The Minister never answered the question after his emotional outburst. Farmers hope that opposition parties in parliament will continue asking this question, however.
Trespassers torched the farm of a successful black farmer outside Tzaneen on 18 August and cut his fences and stole property. Over the past weekend they broke off his faucets of his irrigation dam. The trespassers have been harassing the farmer for years on end, while the SAPS refuses to open a case.
In the North West, farming activities came to all but a halt in the Hartbeesfontein area because the SAPS fails to remove union-incited squatters from commercial farms. The legal costs that farmers incur to have the law enforced amount to more than the value of their farms.
AfriForum intervened in June to have 500 land occupiers removed from small farms of black, white, brown and Indian farmers in Elandsfontein, south of Johannesburg, after the SAPS had refused to enforce a court order.

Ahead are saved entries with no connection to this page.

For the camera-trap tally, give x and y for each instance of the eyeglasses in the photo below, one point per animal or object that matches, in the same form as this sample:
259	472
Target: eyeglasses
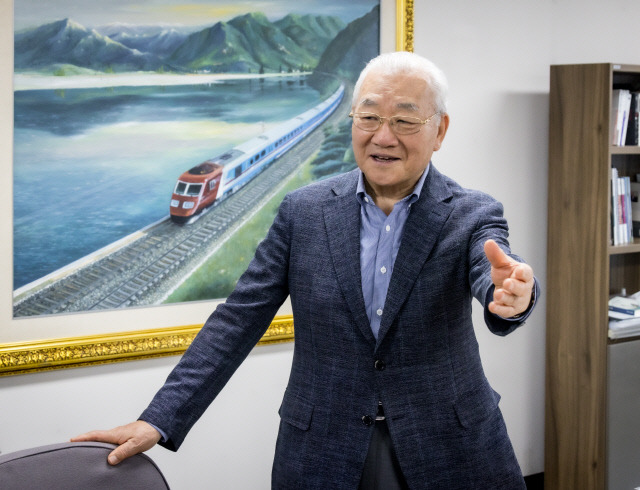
368	121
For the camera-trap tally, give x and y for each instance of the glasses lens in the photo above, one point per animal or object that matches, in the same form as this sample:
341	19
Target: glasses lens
367	122
406	125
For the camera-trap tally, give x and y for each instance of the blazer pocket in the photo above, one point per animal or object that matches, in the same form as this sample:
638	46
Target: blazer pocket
476	407
296	411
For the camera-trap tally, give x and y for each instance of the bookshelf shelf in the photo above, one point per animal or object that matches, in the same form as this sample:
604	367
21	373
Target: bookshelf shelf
625	150
625	249
583	270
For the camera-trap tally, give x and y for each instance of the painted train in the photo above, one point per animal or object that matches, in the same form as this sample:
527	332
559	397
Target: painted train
216	178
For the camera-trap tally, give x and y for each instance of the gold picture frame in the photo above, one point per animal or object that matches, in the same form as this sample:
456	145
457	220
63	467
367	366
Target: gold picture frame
30	356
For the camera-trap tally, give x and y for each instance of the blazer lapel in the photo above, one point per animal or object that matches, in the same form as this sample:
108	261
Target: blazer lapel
342	222
421	231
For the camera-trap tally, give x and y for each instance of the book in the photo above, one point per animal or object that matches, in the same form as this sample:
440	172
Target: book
624	304
633	126
621	209
620	105
634	197
619	329
615	240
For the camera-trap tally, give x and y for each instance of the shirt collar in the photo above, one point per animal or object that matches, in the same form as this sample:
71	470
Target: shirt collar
361	192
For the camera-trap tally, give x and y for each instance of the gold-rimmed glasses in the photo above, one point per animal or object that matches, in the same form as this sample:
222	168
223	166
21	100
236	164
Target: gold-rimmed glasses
370	121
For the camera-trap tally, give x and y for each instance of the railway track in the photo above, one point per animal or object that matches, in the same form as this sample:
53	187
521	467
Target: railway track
142	271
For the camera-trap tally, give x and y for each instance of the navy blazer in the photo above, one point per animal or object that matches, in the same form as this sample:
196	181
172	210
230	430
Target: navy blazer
425	368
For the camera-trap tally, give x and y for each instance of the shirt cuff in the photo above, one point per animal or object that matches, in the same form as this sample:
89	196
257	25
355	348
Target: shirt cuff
163	435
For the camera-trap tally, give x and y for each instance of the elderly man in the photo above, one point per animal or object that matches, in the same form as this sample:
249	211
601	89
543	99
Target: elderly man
387	388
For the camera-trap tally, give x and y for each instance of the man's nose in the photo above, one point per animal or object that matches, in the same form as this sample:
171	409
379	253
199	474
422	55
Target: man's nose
384	135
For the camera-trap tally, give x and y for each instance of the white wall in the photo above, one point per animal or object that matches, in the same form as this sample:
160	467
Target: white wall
496	54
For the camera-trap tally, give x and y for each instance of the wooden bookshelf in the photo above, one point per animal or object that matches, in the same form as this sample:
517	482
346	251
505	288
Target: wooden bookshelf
583	269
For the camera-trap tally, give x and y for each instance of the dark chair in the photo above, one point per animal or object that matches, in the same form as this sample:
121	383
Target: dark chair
77	465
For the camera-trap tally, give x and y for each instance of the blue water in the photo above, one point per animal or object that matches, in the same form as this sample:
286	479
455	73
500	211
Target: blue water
94	165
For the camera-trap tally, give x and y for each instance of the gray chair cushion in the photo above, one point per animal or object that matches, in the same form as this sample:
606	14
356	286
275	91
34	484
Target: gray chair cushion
77	465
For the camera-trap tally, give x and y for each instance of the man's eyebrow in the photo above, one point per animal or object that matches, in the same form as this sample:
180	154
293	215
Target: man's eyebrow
368	102
407	106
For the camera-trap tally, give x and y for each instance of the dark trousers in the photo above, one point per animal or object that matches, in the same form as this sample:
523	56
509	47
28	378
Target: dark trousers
381	468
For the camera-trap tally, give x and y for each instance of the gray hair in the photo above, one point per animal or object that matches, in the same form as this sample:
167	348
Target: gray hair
407	62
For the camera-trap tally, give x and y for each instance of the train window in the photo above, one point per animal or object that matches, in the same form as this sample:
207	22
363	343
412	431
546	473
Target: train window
194	189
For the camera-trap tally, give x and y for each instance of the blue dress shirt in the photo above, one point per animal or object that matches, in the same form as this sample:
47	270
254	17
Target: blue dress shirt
380	237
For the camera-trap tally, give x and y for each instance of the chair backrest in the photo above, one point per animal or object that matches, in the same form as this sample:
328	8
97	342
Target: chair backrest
77	465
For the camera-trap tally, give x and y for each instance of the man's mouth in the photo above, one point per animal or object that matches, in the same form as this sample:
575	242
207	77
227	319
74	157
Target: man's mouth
384	158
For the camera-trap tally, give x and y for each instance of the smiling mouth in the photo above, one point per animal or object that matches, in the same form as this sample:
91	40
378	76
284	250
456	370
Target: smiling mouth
384	158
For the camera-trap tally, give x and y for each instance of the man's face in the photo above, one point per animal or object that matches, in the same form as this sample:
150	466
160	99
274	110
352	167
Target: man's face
392	164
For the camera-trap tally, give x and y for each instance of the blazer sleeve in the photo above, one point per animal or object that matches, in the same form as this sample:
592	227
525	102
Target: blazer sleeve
226	339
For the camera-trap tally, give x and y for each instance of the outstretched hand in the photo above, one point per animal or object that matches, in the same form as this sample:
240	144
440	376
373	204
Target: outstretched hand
513	282
132	439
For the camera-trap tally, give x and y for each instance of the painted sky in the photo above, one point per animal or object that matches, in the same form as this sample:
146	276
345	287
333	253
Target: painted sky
92	13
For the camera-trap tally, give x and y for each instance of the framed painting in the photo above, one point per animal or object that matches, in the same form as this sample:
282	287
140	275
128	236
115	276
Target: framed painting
50	113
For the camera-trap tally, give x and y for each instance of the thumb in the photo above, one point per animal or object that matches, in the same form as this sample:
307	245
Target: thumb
496	255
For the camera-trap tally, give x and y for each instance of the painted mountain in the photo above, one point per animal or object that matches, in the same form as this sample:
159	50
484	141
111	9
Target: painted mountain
247	43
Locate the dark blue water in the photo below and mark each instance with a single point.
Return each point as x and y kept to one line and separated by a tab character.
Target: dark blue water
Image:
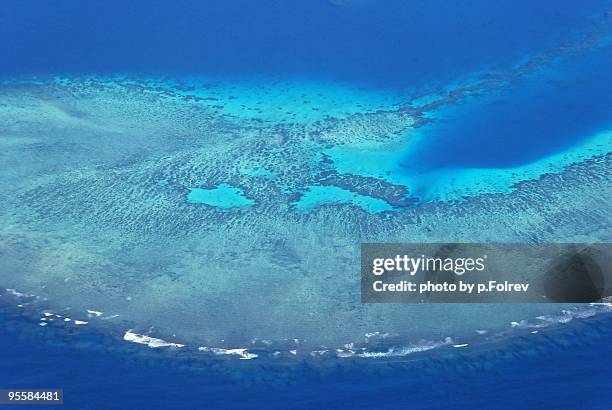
394	43
531	119
573	371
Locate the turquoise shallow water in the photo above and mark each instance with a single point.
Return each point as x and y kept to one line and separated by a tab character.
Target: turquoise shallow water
223	196
190	183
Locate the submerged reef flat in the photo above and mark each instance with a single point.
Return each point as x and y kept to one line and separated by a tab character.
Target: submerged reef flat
96	216
225	216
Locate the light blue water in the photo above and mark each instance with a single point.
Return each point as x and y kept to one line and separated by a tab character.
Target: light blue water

Minister Cele’s outburst further creates policy uncertainty and scepticism among local land owners as well as international commercial partners and investors, who fear that ad hoc land occupations rather than changes to the Constitution – as had happened in Zimbabwe – would be the trigger for an economic implosion.
Minister Cele’s visit to Normandien came after the murder of the Rafferty couple, which made international headlines. Since President Cyril Ramaphosa’s denial in 2018 at the UN’s General Assembly in New York – namely that farm murders are no problem in South Africa – international interest in farm attacks skyrocketed. Saai participates almost every week in digital conferences on this theme. Video footage of behaviour like that of Cele’s provide ample proof of how the ANC is creating a climate in which farm attacks proliferate and why international pressure is essential to enforce the UN’s Universal Declaration of Human Rights in South Africa.
Saai’s family farmers resolution, launched in Rome last year within the context of the UN’s Decade of the Family Farmer, emphasises the crisis that expropriation without compensation and farm attacks are causing in the South African agricultural environment. The resolution enjoys wide support locally as well as abroad. Minister Cele’s outburst places the ANC central in the incitement of the most difficult problem that face family farms. The respect that Cele screamingly demands, like trust, is unfortunately not deserved – and definitely not enforceable.